We can’t get enough of these bagels at our house! You’ll never want to go back to store bought after you try these! Load them up any way you want! They are delicious!
Recipe
1 cup starter
2 cups water, non-chlorinated
4 tablespoons maple syrup or honey
4 teaspoons salt
6 – 7 cups organic bread flour
In a large bowl mix together the starter, water, honey and salt. Add half the flour and mix with a fork, Danish dough hook or fork. Add the rest of the flour and mix by hand. You should have a dough that is just tacky. Cover with plastic or a moist towel to prevent the dough from drying out and ferment for 12 – 24 hours overnight. On a well oiled countertop place dough on top and divide into 16 equal parts. Roll into balls and push your finger through the middle and rolling the dough through your fingers to open up through the center. Place on a sheet of parchment paper and cover with plastic or damp towel to let rise 1 – 3 hours until doubled in size.

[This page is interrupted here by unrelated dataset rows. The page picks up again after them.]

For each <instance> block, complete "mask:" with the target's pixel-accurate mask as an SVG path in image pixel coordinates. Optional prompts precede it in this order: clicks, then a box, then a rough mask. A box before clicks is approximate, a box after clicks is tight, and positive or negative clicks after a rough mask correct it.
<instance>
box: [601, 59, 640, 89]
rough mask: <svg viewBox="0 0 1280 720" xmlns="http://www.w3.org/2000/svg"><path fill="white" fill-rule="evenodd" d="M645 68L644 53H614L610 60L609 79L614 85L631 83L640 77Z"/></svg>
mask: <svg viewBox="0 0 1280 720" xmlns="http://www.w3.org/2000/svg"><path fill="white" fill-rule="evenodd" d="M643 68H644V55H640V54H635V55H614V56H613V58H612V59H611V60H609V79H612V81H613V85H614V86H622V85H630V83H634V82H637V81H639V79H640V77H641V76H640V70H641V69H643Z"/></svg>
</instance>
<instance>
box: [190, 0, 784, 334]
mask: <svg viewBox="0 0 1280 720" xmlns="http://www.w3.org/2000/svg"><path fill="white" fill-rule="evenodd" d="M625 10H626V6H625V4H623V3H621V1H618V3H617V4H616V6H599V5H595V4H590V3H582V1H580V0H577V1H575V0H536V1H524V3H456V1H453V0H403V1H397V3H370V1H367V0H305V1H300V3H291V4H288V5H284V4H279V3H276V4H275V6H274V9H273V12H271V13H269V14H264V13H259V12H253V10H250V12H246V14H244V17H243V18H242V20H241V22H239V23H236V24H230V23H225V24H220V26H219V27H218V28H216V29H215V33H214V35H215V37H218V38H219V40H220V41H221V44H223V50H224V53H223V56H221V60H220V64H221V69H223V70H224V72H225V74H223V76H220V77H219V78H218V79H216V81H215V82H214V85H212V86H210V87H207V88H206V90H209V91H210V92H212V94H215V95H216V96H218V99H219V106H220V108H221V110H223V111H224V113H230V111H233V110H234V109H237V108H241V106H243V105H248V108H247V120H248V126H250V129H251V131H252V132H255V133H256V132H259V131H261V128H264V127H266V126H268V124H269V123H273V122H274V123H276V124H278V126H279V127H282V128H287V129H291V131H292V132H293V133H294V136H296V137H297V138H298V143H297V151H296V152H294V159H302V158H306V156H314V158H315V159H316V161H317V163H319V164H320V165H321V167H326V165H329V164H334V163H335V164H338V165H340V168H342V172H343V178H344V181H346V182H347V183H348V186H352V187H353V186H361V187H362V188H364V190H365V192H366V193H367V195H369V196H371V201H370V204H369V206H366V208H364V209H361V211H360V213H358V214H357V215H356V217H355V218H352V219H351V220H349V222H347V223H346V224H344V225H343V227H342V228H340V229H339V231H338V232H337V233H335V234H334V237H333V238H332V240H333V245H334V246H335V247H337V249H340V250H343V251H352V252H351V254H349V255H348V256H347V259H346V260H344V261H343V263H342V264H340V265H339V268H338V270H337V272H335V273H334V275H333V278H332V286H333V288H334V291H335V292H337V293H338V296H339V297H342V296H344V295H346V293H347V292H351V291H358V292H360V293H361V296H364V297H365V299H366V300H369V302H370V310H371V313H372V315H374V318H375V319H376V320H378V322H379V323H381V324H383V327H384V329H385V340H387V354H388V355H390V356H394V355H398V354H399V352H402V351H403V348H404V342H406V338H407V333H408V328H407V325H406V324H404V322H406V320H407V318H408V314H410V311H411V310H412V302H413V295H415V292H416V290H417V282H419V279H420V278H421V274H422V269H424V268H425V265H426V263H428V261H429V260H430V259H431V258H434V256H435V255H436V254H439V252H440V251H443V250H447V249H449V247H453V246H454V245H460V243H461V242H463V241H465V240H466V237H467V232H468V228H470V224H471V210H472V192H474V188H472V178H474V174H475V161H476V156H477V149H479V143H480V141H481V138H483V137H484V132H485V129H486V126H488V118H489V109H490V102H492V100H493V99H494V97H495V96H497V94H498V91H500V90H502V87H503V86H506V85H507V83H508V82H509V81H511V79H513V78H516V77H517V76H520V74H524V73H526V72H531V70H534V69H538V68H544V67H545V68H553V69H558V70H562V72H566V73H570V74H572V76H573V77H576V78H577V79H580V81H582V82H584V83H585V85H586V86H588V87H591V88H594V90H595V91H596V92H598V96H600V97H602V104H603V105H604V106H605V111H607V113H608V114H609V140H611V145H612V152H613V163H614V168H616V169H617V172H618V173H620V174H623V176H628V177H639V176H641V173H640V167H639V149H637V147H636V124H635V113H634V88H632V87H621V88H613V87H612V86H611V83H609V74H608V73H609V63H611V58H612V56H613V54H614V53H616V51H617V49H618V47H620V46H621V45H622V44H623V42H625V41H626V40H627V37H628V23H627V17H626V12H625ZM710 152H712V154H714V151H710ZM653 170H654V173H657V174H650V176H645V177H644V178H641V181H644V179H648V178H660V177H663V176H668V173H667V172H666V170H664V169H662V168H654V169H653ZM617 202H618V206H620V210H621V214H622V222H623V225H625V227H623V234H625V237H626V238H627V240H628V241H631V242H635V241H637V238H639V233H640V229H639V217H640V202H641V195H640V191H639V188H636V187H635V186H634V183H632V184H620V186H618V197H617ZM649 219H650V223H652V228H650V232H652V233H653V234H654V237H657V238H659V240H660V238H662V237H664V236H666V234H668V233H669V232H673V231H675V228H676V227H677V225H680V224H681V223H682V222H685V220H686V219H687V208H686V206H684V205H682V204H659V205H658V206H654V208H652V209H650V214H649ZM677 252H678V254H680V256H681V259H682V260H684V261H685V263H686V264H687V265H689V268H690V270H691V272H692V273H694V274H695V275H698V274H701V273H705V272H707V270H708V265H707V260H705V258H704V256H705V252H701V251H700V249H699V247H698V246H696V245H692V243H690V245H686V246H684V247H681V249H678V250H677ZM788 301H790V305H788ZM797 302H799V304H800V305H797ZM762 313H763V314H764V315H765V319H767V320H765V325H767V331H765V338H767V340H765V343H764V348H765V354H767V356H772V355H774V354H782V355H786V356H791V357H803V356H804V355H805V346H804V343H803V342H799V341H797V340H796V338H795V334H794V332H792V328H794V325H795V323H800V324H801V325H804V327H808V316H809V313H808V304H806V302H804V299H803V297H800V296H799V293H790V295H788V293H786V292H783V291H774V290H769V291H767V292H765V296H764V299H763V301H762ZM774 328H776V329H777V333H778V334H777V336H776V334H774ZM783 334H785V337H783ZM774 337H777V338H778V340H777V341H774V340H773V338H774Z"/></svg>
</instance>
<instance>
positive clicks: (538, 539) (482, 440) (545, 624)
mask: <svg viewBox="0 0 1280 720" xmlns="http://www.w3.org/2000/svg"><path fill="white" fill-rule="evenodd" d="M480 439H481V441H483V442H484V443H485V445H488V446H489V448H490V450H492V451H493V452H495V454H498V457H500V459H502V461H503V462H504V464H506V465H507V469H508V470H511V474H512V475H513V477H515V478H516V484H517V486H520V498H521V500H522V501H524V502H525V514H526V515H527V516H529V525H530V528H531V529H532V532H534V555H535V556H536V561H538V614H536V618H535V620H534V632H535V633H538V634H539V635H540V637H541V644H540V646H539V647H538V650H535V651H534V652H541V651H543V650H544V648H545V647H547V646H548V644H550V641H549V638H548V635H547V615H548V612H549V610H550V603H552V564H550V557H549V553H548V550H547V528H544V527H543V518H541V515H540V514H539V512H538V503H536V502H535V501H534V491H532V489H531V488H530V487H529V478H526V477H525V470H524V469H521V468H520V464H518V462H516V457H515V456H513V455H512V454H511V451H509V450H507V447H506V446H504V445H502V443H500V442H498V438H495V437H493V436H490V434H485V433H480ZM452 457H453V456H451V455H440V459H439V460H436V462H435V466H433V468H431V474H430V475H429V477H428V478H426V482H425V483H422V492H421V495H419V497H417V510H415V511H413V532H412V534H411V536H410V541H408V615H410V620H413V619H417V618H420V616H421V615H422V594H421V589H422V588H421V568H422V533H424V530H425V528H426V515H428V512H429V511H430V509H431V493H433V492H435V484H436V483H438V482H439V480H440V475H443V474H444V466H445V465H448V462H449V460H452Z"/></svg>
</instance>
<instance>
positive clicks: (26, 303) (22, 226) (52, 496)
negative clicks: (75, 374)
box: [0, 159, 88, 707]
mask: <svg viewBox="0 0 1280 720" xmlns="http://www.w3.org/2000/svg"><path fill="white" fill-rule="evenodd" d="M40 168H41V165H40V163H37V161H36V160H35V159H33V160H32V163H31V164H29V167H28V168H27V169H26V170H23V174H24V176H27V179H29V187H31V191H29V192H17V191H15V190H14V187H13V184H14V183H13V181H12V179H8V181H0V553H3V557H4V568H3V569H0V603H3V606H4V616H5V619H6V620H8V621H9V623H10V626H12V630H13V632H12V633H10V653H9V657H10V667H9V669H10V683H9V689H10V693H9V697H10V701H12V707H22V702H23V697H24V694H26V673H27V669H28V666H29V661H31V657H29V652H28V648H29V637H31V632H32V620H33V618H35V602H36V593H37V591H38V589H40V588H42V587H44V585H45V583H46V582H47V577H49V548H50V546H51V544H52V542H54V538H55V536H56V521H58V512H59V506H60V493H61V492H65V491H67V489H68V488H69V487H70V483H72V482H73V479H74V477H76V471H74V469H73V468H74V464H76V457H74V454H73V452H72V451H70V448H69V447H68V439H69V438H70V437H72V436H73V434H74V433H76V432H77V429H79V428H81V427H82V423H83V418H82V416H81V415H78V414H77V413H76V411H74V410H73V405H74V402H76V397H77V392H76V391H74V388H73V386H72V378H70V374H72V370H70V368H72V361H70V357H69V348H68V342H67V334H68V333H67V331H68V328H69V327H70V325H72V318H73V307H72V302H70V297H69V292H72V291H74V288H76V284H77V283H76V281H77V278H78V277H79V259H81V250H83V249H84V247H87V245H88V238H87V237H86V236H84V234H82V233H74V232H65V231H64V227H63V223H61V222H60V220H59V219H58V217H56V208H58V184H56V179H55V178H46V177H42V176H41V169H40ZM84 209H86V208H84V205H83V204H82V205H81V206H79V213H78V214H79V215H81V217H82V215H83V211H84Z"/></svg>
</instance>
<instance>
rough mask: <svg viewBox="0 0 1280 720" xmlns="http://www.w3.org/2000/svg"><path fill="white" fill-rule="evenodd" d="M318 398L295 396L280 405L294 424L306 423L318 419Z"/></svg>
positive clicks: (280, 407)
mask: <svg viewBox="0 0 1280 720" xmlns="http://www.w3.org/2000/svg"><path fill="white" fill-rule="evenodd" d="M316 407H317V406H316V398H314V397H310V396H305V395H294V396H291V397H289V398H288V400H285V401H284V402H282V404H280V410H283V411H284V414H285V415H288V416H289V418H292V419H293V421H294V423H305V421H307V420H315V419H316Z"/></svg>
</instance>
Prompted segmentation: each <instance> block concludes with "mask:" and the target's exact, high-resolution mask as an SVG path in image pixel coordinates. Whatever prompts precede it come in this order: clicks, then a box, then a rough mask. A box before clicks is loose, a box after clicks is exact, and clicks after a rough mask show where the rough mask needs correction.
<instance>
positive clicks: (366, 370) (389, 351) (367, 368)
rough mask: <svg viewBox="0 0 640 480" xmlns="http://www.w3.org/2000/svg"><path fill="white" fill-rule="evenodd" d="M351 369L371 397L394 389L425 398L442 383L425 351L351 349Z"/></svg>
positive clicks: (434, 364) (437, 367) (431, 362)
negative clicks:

Once the bagels have risen heat your oven to 425 degrees in a regular oven or 400 degrees if using a convection oven. Fill a large pot with water and add 1 tablespoon baking soda and 1 tablespoon sugar. Bring to a boil and gently place a few bagels into the pot at a time. Cook on each side for one minute and place back onto parchment paper, turning them with a slotted spoon. Once all the bagels have been boiled and placed back onto the parchment paper, slide the parchment carefully onto a sheet pan. Sprinkle your choice of topping like an everything bagel seasoning or even cinnamon and sugar. Bake for 20 to 25 minutes. Let cool and enjoy!